Dive Brief:

• FDA is cautioning people with diabetes not to use unapproved devices to manage blood sugar. Patients who do so run the risk of having inaccurate glucose readings or unsafe insulin dosing that could lead to injury or death, the agency said in a safety communication Friday.
• The warning comes after FDA received a report of a patient requiring medical intervention for an insulin overdose linked to use of an unapproved system.
• JDRF, formerly known as the Juvenile Diabetes Research Foundation, in a statement called FDA’s warning “not unexpected” given the growing number of people in the Type 1 community who use “do it yourself (DIY)” automated insulin delivery approaches to managing the disease.

Dive Insight:

FDA said it is aware of manufacturers illegally marketing devices and components that have not been reviewed for safety and effectiveness. Namely, FDA said some manufacturers use an algorithm to convert raw data from an FDA-approved glucose sensor to display glucose level to a patient, which could be inaccurate.

So too are patients choosing to use unapproved versions of continuous glucose monitors (CGMs), insulin pumps and automated insulin dosing systems, sometimes combining devices or components that are not intended to be used together, the agency said.

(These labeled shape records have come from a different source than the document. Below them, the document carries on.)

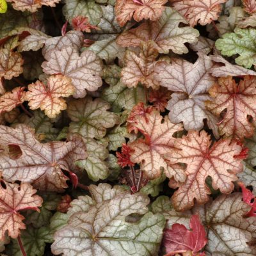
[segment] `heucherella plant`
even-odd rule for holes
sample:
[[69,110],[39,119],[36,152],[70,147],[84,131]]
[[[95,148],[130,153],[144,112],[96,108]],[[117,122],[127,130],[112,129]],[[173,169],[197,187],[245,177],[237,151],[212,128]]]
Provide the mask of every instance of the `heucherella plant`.
[[256,255],[255,0],[0,0],[0,254]]

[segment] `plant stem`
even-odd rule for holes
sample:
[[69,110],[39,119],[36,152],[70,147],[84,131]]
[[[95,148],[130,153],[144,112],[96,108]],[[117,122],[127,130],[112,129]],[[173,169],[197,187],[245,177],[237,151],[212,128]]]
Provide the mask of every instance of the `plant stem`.
[[145,97],[146,99],[146,104],[148,103],[148,92],[147,87],[144,85]]
[[141,188],[141,182],[142,182],[142,180],[143,179],[143,174],[144,174],[143,172],[140,170],[139,181],[138,182],[138,184],[137,184],[137,191],[139,191],[140,188]]
[[81,184],[81,183],[77,183],[77,188],[80,188],[82,189],[84,189],[84,190],[89,190],[89,187],[88,186],[85,186],[83,184]]
[[58,20],[57,16],[56,16],[56,15],[55,13],[54,9],[52,7],[51,7],[51,10],[52,11],[52,13],[53,17],[54,18],[54,20],[55,20],[56,24],[59,27],[61,31],[61,25],[59,22],[59,20]]
[[132,186],[135,188],[135,191],[137,191],[137,186],[136,184],[136,179],[135,179],[135,172],[134,169],[132,165],[130,166],[131,171],[132,172]]
[[29,111],[28,111],[26,109],[26,108],[23,106],[22,104],[21,104],[20,106],[21,108],[22,109],[22,110],[23,110],[29,117],[32,117],[32,116],[33,116],[33,115],[32,115]]
[[22,253],[22,255],[23,256],[27,256],[27,253],[26,253],[25,249],[23,247],[22,242],[21,241],[20,236],[20,235],[19,235],[17,239],[18,239],[18,243],[19,243],[19,245],[20,246],[20,251],[21,251],[21,252]]

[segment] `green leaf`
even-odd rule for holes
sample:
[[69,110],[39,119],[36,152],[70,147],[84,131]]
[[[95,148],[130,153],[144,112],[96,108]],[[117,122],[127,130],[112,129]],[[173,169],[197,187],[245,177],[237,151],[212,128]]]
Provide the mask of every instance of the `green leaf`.
[[[22,231],[20,238],[28,256],[44,256],[45,243],[53,242],[50,229],[45,227],[35,228],[33,226],[28,226],[26,230]],[[17,241],[13,239],[12,241],[8,250],[12,254],[9,255],[22,256]]]
[[50,219],[52,216],[51,211],[55,210],[58,203],[61,200],[60,195],[52,192],[40,193],[43,198],[43,204],[40,207],[40,211],[29,210],[24,214],[26,216],[26,223],[33,224],[35,228],[40,228],[49,224]]
[[0,13],[4,13],[7,12],[7,3],[5,0],[0,0]]
[[130,134],[128,132],[125,126],[118,125],[112,130],[109,131],[106,138],[108,138],[109,150],[117,150],[117,148],[122,147],[125,143],[125,138],[129,138]]
[[236,63],[250,68],[256,64],[256,29],[236,28],[234,33],[225,34],[223,38],[218,39],[215,45],[221,51],[221,54],[231,56],[239,54]]
[[[96,186],[94,189],[97,191]],[[64,256],[157,253],[165,221],[161,214],[147,213],[149,198],[140,193],[131,195],[129,191],[119,191],[108,198],[99,197],[105,200],[98,200],[88,212],[71,216],[68,225],[54,234],[53,253],[62,253]],[[145,215],[136,223],[126,222],[125,217],[131,214]]]
[[164,174],[152,180],[149,180],[146,186],[143,187],[140,192],[146,195],[151,195],[152,196],[157,196],[163,191],[163,182],[166,179]]
[[116,65],[104,70],[103,79],[110,84],[101,93],[101,97],[111,105],[111,110],[120,112],[124,108],[131,110],[138,102],[146,102],[145,89],[141,86],[129,88],[120,79],[121,68]]
[[73,100],[68,104],[67,109],[72,122],[69,131],[78,132],[84,137],[100,140],[110,128],[118,122],[118,116],[108,111],[109,104],[101,100],[90,97],[79,100]]
[[86,16],[90,23],[97,25],[102,16],[100,6],[93,0],[65,0],[63,8],[64,16],[70,22],[77,16]]
[[105,179],[109,174],[107,163],[104,161],[108,156],[108,150],[102,144],[90,138],[84,138],[88,154],[84,160],[77,161],[77,165],[84,169],[89,178],[93,181]]
[[[107,63],[113,61],[116,57],[122,58],[125,49],[116,43],[116,38],[125,28],[121,28],[116,21],[114,7],[111,5],[102,6],[103,16],[97,27],[100,30],[93,30],[88,38],[97,40],[88,49],[106,60]],[[128,25],[129,26],[129,25]]]

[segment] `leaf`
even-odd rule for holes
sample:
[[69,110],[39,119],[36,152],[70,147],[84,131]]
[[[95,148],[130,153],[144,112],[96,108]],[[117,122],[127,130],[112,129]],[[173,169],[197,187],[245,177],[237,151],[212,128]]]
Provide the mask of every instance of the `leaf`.
[[69,195],[65,195],[61,196],[61,200],[58,204],[57,211],[66,213],[68,211],[68,208],[70,207],[72,200]]
[[146,101],[144,88],[140,86],[129,88],[120,81],[120,71],[116,65],[104,69],[102,78],[110,86],[102,91],[101,97],[110,104],[110,110],[113,112],[120,112],[123,108],[131,110],[138,102]]
[[256,12],[255,0],[243,0],[243,6],[245,12],[252,13]]
[[[250,154],[250,150],[249,150]],[[248,166],[244,166],[243,172],[239,173],[237,175],[239,180],[243,182],[245,186],[252,186],[253,192],[256,189],[256,172],[253,169],[251,170]]]
[[256,76],[255,71],[244,68],[237,65],[232,65],[220,55],[211,55],[210,57],[212,61],[221,65],[221,66],[217,65],[210,68],[209,72],[213,76],[227,77],[228,76]]
[[236,174],[243,172],[241,159],[237,157],[242,147],[236,141],[220,140],[213,143],[204,131],[200,134],[196,131],[189,131],[186,136],[177,139],[173,149],[166,156],[175,164],[182,163],[187,165],[187,175],[184,184],[172,197],[173,205],[177,211],[190,209],[194,199],[199,204],[209,200],[210,189],[205,179],[212,178],[214,189],[220,189],[222,193],[230,193],[234,189],[232,181],[237,179]]
[[[51,246],[54,255],[62,253],[64,256],[74,256],[82,252],[84,256],[98,253],[149,256],[157,253],[164,226],[163,216],[149,212],[137,223],[125,220],[132,213],[145,214],[149,199],[140,193],[130,195],[129,191],[118,191],[108,197],[100,198],[88,211],[73,214],[68,225],[55,233],[55,241]],[[97,243],[92,237],[97,237]]]
[[198,40],[191,44],[189,47],[193,51],[208,54],[214,48],[214,42],[207,37],[199,36]]
[[0,240],[4,239],[4,234],[12,238],[17,238],[20,229],[25,229],[22,222],[24,218],[19,213],[20,211],[33,209],[39,211],[42,199],[35,195],[36,190],[28,184],[5,184],[0,186]]
[[169,178],[174,177],[176,180],[184,182],[185,175],[181,168],[168,164],[164,155],[174,147],[173,134],[182,130],[180,125],[170,122],[166,116],[163,122],[159,112],[146,114],[146,118],[138,118],[134,127],[144,135],[145,139],[139,139],[129,144],[134,151],[131,153],[131,161],[140,163],[141,170],[149,179],[157,178],[161,169]]
[[10,112],[25,100],[24,87],[16,87],[0,96],[0,114]]
[[211,255],[253,256],[256,225],[255,218],[244,218],[250,207],[242,202],[239,193],[222,195],[212,202],[195,207],[191,211],[180,213],[162,212],[168,226],[178,223],[189,228],[192,214],[200,216],[207,230],[208,243],[205,250]]
[[221,10],[221,4],[227,1],[180,0],[175,1],[173,6],[194,27],[197,23],[204,26],[217,20]]
[[256,201],[254,195],[245,188],[243,182],[239,182],[238,184],[242,189],[243,201],[251,206],[251,209],[247,213],[246,217],[256,217]]
[[90,33],[91,32],[91,29],[99,29],[96,26],[93,26],[90,24],[87,17],[81,15],[72,19],[72,25],[74,29],[78,31]]
[[115,8],[116,19],[122,26],[132,17],[137,22],[143,19],[156,20],[161,17],[166,2],[166,0],[117,0]]
[[167,102],[171,97],[171,92],[166,88],[160,87],[158,90],[152,90],[149,93],[148,101],[153,104],[154,108],[161,112],[164,112],[167,106]]
[[7,11],[7,3],[5,0],[0,1],[0,13],[4,13]]
[[33,111],[33,116],[31,118],[19,121],[33,128],[36,137],[44,141],[56,139],[59,130],[53,127],[53,120],[40,110]]
[[[22,230],[21,241],[25,252],[29,256],[44,256],[45,243],[53,242],[52,236],[49,229],[45,227],[35,228],[29,226],[27,230]],[[22,256],[20,246],[16,240],[13,241],[10,252],[13,256]]]
[[146,195],[150,195],[152,196],[157,196],[161,191],[163,191],[163,182],[165,180],[166,177],[162,174],[159,177],[149,180],[147,185],[144,186],[140,190],[140,193]]
[[43,71],[49,75],[61,74],[70,78],[76,92],[75,98],[85,96],[86,92],[97,90],[102,85],[101,62],[90,51],[84,51],[79,56],[71,47],[60,51],[52,51],[45,56],[47,61],[42,64]]
[[166,255],[191,251],[193,254],[198,252],[206,243],[206,232],[198,215],[192,215],[188,230],[184,225],[173,224],[172,229],[166,229],[163,238]]
[[67,108],[62,97],[67,97],[75,92],[70,78],[62,75],[51,76],[47,84],[38,80],[28,86],[26,100],[29,101],[31,109],[40,108],[51,118],[56,117],[61,110]]
[[152,40],[159,53],[168,53],[169,50],[178,54],[187,53],[184,44],[196,42],[199,33],[189,26],[179,28],[180,23],[186,24],[188,22],[175,10],[166,7],[158,20],[146,21],[124,32],[116,42],[123,47],[138,47],[141,42]]
[[41,144],[32,131],[25,125],[16,129],[0,125],[0,143],[15,145],[22,153],[18,159],[0,155],[0,168],[5,180],[19,180],[33,183],[42,190],[61,191],[67,188],[68,178],[62,170],[72,172],[74,161],[86,158],[84,143],[78,137],[68,142],[53,141]]
[[78,132],[84,137],[100,140],[106,132],[106,128],[113,127],[118,122],[116,115],[108,109],[108,103],[90,97],[74,100],[68,105],[67,111],[71,119],[69,131]]
[[0,48],[0,77],[10,80],[22,73],[23,60],[19,52],[11,52],[9,49]]
[[158,62],[155,67],[155,78],[162,86],[174,92],[167,105],[169,118],[174,124],[183,122],[186,130],[200,130],[204,119],[218,137],[217,120],[205,109],[204,101],[210,99],[207,92],[216,79],[209,73],[216,65],[211,58],[199,53],[194,63],[183,59],[173,58],[172,64]]
[[100,142],[90,138],[84,138],[84,141],[88,156],[86,159],[78,161],[77,166],[84,169],[89,178],[93,181],[106,179],[109,174],[108,164],[105,161],[108,157],[108,149]]
[[52,216],[51,211],[56,209],[57,204],[60,200],[60,196],[55,193],[44,191],[40,195],[43,198],[40,212],[29,210],[25,213],[25,223],[32,224],[33,227],[36,228],[47,226],[50,223],[50,219]]
[[256,64],[256,48],[254,41],[256,37],[256,29],[236,28],[234,33],[225,34],[223,38],[218,39],[216,47],[221,54],[231,56],[239,54],[236,63],[246,68]]
[[[256,118],[256,78],[244,76],[237,85],[231,77],[221,77],[209,90],[213,98],[206,105],[213,113],[221,117],[219,124],[221,134],[243,140],[251,137],[254,126],[249,122],[248,115]],[[223,111],[227,112],[222,115]]]
[[102,16],[100,6],[93,0],[65,0],[64,3],[63,12],[69,22],[81,15],[88,17],[90,24],[97,25]]
[[232,7],[229,10],[229,16],[221,16],[218,20],[220,23],[216,24],[218,29],[218,35],[222,36],[226,33],[233,32],[237,24],[243,20],[244,17],[244,12],[241,7]]
[[41,33],[39,35],[31,35],[23,39],[18,47],[18,50],[20,52],[38,51],[44,47],[42,54],[45,56],[52,50],[61,51],[66,46],[72,46],[78,51],[82,46],[83,40],[83,35],[81,31],[71,30],[64,36],[55,37],[50,37]]
[[26,10],[31,12],[36,12],[37,9],[42,5],[54,7],[60,0],[6,0],[6,2],[12,3],[12,6],[18,11],[24,12]]
[[154,79],[154,68],[158,52],[152,42],[141,43],[140,55],[127,51],[124,57],[125,67],[122,69],[121,81],[128,87],[136,87],[141,83],[146,87],[158,89],[157,81]]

Patients may do so to save money, or because of personal preference. However, devices and systems that have not been properly evaluated for safety pose risks that include severe low blood sugar, coma, diabetic ketoacidosis and death, FDA warned.

JDRF has been an advocate for the DIY artificial pancreas movement, pointing out nearly two years ago that growing numbers of patients were “hacking” their CGMs and insulin pumps to create automated insulin delivery systems. The efforts improved health outcomes for many users, JDRF said at the time, leading the group to pledge to work to facilitate an industry migration to open-protocol technology to connect devices.

JDRF responded to FDA’s warning to avoid unapproved devices by saying it would continue to support DIY efforts while encouraging patients to report any problems with those and other devices. Most people with Type 1 diabetes do not achieve their glycemic goal despite significant advances in treatment options, yet a growing number have benefited from DIY automated insulin delivery devices, the foundation said.

"JDRF believes every person who considers DIY approaches should weigh the risks and benefits from their own perspective," the group said.

In the case of the patient who suffered an insulin overdose, FDA said the individual used an unapproved CGM system that received an electronic signal from an authorized glucose sensor and converted it to a glucose value using an unauthorized algorithm. Glucose readings were then sent to an unauthorized automated insulin dosing device. The system gave too much insulin in response to repeated incorrect high glucose readings sent from the CGM system.

The devices were not designed to be used together and were not thoroughly tested for compatibility, FDA said. Further, it is unclear whether the insulin overdose resulted from inaccurate glucose readings from the sensor, or a software malfunction in the automated insulin dosing device that misread the electronic signal from the CGM system, the agency said.

FDA said it is working to give patients options to tailor treatments, pointing to its approval last year of Dexcom’s G6 integrated continuous glucose monitoring (iCGM) system and Senseonics’ Eversense CGM with an implantable sensor that can be worn for up to 90 days. In February, FDA also cleared the Tandem Diabetes Care t:Slim X2 insulin pump with interoperable technology that delivers insulin under the skin for children and adults.

Medtronic’s MiniMed 670G hybrid closed loop system in 2016 became the first FDA-approved device that could replicate some of the functions of the pancreas. But the authorized system has not been without flaws either. Medtronic issued an urgent field safety notification in October regarding cases of lost audio notifications in its 670G insulin pump using its version 4.10 software, which the company cautioned could delay response to underlying problems and lead to possible hypoglycemia or hyperglycemia.